A much dimmer Mars, now faded to magnitude –0.4, shines very high in the east at dusk and toward the south by around 9 p.m. It's in Cancer, below Pollux and Castor after dusk and left of them later in the evening. So if you’re unfortunate to be born is Cancer with Mars right still retrograde then you’re in for a hell of a time, allegedly.

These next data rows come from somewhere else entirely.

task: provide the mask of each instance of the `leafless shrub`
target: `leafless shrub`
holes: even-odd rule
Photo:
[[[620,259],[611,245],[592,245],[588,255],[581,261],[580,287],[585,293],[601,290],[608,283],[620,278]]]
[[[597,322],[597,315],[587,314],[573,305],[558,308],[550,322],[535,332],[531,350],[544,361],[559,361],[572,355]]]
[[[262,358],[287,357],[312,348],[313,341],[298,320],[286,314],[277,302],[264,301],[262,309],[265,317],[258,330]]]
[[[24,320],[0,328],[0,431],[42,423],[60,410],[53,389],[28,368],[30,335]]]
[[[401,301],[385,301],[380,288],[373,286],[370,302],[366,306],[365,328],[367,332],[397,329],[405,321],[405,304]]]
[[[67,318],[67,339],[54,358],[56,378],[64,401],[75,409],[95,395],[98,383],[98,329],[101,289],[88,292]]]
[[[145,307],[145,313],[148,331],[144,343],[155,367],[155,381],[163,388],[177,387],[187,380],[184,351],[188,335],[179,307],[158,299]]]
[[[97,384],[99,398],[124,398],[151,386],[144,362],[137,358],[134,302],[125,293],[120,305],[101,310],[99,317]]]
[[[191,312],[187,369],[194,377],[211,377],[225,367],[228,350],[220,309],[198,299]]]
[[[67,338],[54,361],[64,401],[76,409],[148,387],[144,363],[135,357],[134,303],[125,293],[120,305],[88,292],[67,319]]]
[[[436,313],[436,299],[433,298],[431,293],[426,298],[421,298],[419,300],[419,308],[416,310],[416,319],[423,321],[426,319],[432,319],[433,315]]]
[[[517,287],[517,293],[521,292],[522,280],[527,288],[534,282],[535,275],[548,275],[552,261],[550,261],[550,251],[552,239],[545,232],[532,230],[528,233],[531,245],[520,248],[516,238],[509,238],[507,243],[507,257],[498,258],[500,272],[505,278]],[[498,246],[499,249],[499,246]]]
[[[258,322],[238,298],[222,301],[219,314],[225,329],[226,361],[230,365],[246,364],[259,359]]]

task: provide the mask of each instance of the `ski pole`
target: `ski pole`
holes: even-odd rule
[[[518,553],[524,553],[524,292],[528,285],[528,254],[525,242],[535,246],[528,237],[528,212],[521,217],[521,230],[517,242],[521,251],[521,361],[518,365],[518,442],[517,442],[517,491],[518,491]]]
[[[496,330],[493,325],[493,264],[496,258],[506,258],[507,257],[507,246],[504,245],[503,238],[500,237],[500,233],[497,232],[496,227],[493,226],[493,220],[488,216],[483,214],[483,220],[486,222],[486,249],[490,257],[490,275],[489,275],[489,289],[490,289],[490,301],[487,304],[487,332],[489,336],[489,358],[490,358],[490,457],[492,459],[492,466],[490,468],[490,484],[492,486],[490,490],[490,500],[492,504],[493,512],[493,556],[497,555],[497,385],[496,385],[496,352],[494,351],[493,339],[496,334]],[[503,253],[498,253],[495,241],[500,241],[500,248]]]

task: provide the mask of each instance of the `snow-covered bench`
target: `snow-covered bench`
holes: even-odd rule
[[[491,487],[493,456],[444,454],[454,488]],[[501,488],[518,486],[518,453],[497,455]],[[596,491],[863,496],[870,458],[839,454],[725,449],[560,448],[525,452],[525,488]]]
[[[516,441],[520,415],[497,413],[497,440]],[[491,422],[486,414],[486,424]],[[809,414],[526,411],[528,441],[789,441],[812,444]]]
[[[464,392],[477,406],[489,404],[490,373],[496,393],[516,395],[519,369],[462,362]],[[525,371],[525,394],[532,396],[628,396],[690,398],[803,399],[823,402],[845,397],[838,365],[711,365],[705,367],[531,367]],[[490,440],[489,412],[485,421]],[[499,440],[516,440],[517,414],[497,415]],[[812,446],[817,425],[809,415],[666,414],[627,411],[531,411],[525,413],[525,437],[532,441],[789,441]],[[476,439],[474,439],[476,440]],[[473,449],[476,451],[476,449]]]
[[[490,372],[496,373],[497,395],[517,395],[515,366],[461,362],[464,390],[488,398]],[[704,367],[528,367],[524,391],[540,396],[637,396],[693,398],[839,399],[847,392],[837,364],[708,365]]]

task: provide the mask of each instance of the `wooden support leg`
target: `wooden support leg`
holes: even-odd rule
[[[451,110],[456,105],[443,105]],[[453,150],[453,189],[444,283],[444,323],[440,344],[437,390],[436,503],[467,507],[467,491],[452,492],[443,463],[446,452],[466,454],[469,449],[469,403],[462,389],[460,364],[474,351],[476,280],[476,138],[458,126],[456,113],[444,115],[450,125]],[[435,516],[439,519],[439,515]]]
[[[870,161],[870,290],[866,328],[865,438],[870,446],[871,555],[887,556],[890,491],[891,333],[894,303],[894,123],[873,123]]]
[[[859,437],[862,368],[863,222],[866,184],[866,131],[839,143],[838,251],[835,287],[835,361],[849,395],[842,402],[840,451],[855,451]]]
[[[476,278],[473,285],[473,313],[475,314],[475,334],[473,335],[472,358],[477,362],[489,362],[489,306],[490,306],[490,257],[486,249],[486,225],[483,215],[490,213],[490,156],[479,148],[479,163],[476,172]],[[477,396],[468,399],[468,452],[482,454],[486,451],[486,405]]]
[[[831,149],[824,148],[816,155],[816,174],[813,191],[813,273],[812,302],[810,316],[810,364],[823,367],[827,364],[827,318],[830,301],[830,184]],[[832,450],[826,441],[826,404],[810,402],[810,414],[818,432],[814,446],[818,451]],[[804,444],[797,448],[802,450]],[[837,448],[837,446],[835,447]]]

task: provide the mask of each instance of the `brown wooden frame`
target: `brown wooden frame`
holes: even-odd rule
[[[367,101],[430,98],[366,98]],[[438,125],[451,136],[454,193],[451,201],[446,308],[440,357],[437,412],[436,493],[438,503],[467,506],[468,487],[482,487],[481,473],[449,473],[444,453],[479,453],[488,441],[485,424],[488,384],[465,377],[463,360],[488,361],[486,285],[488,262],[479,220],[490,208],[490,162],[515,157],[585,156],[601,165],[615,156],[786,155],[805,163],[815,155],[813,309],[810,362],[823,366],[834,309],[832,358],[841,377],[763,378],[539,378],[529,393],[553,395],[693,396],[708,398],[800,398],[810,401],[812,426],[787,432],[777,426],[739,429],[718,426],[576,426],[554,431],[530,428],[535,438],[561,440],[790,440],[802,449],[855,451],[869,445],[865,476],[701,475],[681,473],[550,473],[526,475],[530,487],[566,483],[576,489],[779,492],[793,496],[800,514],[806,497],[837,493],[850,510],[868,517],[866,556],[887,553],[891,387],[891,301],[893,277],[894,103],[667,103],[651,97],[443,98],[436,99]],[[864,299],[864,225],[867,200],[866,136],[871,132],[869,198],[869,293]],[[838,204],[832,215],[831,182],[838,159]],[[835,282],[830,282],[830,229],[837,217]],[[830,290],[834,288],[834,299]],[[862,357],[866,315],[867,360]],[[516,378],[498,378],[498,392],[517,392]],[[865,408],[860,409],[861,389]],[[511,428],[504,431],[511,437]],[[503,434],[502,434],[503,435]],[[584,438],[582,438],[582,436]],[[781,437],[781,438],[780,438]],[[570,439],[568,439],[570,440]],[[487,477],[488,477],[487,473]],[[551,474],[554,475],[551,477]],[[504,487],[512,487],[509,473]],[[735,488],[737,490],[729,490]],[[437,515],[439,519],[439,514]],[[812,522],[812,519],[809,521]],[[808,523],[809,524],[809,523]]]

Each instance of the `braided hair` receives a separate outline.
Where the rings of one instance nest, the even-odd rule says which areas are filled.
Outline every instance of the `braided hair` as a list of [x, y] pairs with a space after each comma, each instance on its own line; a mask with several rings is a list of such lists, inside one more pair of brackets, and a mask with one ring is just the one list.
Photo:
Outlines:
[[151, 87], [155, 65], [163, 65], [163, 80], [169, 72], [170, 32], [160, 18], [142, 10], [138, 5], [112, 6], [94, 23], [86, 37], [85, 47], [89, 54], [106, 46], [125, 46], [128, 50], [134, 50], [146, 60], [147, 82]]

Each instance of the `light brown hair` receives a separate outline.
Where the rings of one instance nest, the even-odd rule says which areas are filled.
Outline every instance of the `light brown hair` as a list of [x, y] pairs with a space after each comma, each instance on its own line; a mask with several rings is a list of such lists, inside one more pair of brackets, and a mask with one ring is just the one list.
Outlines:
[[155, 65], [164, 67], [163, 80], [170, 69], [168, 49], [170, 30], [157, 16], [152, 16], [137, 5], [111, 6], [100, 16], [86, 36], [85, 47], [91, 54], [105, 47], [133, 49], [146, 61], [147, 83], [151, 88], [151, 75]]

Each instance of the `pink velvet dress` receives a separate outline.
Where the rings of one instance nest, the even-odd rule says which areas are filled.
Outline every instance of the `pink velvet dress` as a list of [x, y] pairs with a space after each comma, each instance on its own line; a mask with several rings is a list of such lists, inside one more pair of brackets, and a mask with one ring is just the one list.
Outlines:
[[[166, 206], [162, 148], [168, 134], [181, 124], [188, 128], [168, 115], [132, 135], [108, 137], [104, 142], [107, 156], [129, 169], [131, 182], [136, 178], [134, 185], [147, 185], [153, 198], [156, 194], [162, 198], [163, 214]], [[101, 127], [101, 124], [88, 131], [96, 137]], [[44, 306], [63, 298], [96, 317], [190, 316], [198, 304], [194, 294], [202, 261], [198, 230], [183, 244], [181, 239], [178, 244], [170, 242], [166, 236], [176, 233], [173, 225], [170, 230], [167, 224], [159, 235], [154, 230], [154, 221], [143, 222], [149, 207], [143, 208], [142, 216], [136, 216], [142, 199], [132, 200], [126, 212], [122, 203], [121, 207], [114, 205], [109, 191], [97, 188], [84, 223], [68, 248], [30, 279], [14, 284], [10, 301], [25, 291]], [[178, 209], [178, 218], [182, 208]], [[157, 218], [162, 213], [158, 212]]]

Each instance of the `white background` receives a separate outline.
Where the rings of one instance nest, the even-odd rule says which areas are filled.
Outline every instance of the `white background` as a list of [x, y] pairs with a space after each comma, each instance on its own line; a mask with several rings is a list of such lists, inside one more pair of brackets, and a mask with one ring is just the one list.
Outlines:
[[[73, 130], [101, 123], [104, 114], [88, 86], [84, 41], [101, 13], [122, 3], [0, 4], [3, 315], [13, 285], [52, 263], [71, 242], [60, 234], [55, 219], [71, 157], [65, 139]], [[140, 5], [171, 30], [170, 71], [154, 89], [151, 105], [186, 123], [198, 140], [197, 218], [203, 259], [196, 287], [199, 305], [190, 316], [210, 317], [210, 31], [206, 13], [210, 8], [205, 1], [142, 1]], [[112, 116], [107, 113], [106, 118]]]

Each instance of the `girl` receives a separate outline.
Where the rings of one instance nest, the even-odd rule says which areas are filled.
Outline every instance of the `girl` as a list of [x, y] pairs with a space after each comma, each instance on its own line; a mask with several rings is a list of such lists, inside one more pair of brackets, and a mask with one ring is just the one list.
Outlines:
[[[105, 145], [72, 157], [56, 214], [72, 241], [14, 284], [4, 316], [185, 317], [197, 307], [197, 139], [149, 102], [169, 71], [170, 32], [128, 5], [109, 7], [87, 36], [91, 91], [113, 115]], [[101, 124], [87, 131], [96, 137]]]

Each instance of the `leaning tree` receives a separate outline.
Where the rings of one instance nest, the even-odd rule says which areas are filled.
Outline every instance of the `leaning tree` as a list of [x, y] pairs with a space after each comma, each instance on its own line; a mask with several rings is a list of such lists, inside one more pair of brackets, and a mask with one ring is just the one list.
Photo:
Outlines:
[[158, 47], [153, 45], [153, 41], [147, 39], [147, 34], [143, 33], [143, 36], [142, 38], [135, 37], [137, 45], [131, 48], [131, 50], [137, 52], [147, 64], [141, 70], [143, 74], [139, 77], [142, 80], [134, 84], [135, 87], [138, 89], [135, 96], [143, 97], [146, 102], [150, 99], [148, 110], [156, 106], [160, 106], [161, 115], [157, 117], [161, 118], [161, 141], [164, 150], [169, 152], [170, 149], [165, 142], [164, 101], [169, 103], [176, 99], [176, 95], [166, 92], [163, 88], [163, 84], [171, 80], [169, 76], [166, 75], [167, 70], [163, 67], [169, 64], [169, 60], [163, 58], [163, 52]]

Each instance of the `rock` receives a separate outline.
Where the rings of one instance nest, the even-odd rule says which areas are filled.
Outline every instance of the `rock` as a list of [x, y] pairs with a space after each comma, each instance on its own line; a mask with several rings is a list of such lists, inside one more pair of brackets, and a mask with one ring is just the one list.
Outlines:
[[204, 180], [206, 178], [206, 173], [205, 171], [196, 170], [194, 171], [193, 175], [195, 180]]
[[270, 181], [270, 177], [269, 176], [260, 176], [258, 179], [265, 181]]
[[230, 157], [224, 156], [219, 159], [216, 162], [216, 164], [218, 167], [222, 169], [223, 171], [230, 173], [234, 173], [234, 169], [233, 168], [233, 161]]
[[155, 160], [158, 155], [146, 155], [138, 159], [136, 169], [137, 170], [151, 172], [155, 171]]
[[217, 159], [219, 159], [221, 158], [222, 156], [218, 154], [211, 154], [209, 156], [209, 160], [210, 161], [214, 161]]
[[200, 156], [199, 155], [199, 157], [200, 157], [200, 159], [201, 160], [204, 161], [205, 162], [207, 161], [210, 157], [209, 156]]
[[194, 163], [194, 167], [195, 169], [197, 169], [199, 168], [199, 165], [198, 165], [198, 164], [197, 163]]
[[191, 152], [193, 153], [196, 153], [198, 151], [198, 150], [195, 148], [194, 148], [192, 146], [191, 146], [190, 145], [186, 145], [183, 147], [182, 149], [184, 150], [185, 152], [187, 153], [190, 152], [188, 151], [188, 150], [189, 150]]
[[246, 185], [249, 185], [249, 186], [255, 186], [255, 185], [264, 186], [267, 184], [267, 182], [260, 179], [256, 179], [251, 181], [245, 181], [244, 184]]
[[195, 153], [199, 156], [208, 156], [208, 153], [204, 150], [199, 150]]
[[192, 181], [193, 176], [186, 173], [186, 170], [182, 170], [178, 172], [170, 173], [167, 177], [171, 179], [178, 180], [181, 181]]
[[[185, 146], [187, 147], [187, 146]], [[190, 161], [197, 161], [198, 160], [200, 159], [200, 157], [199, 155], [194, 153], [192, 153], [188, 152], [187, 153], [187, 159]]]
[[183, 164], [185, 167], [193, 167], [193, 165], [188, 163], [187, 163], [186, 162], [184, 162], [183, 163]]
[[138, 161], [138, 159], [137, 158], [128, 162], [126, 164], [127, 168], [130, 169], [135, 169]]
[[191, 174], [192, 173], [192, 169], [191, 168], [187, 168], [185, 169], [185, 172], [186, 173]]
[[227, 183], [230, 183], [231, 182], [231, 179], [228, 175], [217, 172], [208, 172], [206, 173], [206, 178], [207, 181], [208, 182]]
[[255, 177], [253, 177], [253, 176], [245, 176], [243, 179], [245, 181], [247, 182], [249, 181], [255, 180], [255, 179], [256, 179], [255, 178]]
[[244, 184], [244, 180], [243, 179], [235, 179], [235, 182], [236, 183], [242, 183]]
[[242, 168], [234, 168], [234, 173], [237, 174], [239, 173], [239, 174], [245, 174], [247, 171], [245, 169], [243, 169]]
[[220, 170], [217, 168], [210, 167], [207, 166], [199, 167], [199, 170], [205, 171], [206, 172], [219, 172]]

Saturn not overly bright, in western Virgo rises in the east in twilight and shines higher in the southeast later in the evening, and stands highest in the south around 1 a.m. It’s a lot dimmer than it could be because the rings are still almost flat on to us. The best way to find it is to look on the APL star map for Scilly on the blog. If you can find it, it has a yellowish glow and won’t twinkle too much.

And that was your night’s sky for the week ending on the 15th anniversary of the state of Mississippi formally ratifying the Thirteenth Amendment, and becoming the last state to approve the abolition of slavery. A mere 130 years after most of the others.